Indeed, this perceptual battle is one that I wrote about earlier this summer, where I explored the two mindsets that tend to underpin a belief in either natural talent that is fixed and unshapeable, or a more adaptive talent that can be improved and moulded with hard work.  It’s probably quite easy to see how this latter mindset is more compatible with the ideals of being a social business.

A recent study takes a rather different tact, and suggests that leadership is very much something you either have, or you don’t.  They suggest that a better understanding of how leadership emerges in an individual is crucial if any kind of leadership development is to be effective.

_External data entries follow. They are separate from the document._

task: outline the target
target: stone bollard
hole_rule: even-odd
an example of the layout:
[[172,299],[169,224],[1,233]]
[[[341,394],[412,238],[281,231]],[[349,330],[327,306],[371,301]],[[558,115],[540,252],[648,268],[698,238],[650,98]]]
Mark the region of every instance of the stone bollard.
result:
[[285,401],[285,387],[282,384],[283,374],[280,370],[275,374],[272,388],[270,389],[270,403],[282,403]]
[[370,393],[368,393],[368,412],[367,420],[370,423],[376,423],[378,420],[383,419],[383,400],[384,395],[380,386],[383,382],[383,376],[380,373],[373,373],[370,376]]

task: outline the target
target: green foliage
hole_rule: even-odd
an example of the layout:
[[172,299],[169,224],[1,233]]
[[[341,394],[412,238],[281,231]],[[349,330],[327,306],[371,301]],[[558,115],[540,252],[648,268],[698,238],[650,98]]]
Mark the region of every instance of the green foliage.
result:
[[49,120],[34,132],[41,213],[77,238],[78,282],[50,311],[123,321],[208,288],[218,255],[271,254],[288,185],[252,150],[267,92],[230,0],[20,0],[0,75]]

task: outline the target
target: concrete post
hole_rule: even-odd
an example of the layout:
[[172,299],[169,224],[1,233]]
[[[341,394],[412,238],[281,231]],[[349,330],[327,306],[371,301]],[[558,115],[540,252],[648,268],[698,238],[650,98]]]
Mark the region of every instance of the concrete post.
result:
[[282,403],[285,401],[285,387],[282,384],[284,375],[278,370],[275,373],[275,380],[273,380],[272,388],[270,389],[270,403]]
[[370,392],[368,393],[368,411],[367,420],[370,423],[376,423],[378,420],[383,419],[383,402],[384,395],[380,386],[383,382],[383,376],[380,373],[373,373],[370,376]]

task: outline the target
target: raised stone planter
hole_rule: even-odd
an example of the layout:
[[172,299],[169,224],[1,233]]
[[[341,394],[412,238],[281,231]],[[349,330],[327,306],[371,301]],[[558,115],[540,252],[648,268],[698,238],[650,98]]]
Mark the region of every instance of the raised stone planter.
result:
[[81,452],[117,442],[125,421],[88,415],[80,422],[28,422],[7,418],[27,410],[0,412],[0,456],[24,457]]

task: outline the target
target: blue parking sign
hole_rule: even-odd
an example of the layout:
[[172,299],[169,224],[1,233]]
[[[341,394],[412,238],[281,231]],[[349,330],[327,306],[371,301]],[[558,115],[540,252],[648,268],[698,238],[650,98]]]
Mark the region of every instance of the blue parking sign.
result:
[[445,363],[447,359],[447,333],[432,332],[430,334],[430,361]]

“It’s a three-legged stool: we call it being ready, willing, and able. Students first become ready to learn about being a leader; then they become willing to learn the skills necessary to practice leadership; and finally they’re able to lead because they have the skills and the motivation to do it. You can’t really move on to the other legs of the stool until you’ve achieved a certain amount of this readiness,” they suggest.

So, in other words, if the student doesn’t believe they can develop into a leader, then no amount of development will make any difference.  It’s a theme I touched upon in a previous blog, which covered research suggesting that leaders who believe the abilities of their team is largely fixed, don’t then bother to invest in their development.

The research suggests therefore that the first step in any kind of leadership development is developing the mindset whereby each individual believes they can become a leader.  They advocate a relatively simple self-assessment test that will give the individual an idea of where their strengths and weaknesses as a leader are, and they can then use this as a base to move on from with their development.